Introduction:

The Cherry Blossom Ten Mile Run is a road race held annually in Washington, DC. It was founded in 1973 conceived as a warm up for runners of the Boston marathon, and a tourist friendly run for visitors during the Cherry Blossom season. The race has enjoyed growth in popularity and now has a lottery system for entry and visiting participants/competitors from other cities and countries. https://www.cherryblossom.org/wp-content/uploads/2021/03/Rite_of_Spring_1973_2020-1.pdf

I decided to explore the historical records of this road race using R, incorporating statistical and programming methods we explored during our course.

Motivation for choosing this project:

I chose this project for the challenge of creating and cleaning a dataset that was not in a finished format, as I wanted to encounter realistic challenges faced by practicing data analysts.

The following report is an exploratory data analysis of the finishers data, which can be found here: https://www.cballtimeresults.org/

Shortcomings in study design:

Despite the fact that this is a comprehensive collection of data, in terms of design of sample collection for inferential statistics, the study creates a very narrow population for which inferences can be created. The fact that the data exclusively represents the entire historical population of run participants for one organized event means that any inferences drawn are exclusively applicable to that event.

To increase the sample population of runners for which inferences could be made, one could randomly sample from multiple races of varying lengths, in multiple cities held at different times of day.

The data collected and any inferences and statistical analysis derived, are anecdotal and not transferable to other running events or populations larger than the participant pool of the Cherry Blossom race event.

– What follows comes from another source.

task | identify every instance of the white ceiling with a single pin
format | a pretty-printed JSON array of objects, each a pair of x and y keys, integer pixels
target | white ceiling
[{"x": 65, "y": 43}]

Details of the data provided:

A peek at the data:

glimpse(runner_data)
## Rows: 364,841
## Columns: 14
## $ ID            <int> 1, 2, 3, 4, 4, 4, 5, 5, 5, 6, 6, 7, 8, 9, 9, 10, 13, 14,…
## $ race_year     <int> 1998, 1984, 2009, 2011, 2012, 2013, 2012, 2013, 2017, 20…
## $ race_type     <fct> 10M, 10M, 5K, 10M, 10M, 10M, 10M, 10M, 10M, 10M, 10M, 10…
## $ minutes       <int> 103, 65, 36, 108, 105, 106, 104, 94, 95, 91, 99, 68, 72,…
## $ sex           <fct> M, M, M, F, F, F, M, M, M, M, M, M, M, M, M, M, M, F, F,…
## $ age           <int> 53, 37, 36, 37, 38, 39, 47, 48, 52, 53, 54, 47, 44, 42, …
## $ `PiS/TiS`     <chr> "3464/3750", "555/2573", "267/412", "6582/9030", "6577/9…
## $ city          <chr> "Mohegan Lake", "Bladensburg", "Upper Marlboro", "Washin…
## $ state         <chr> "NY", "MD", "MD", "DC", "DC", "DC", "DC", "DC", "DC", "V…
## $ country_1     <chr> "United States", "United States", "United States", "Unit…
## $ races_run     <int> 1, 1, 1, 3, 3, 3, 3, 3, 3, 2, 2, 1, 1, 3, 3, 1, 1, 2, 2,…
## $ latitude      <dbl> 41.3184, 38.9393, 38.8163, 38.8950, 38.8950, 38.8950, 38…
## $ longitude     <dbl> -73.8590, -76.9338, -76.7518, -77.0366, -77.0366, -77.03…
## $ miles_from_dc <dbl> 206.151503, 5.497844, 14.157472, 0.000000, 0.000000, 0.0…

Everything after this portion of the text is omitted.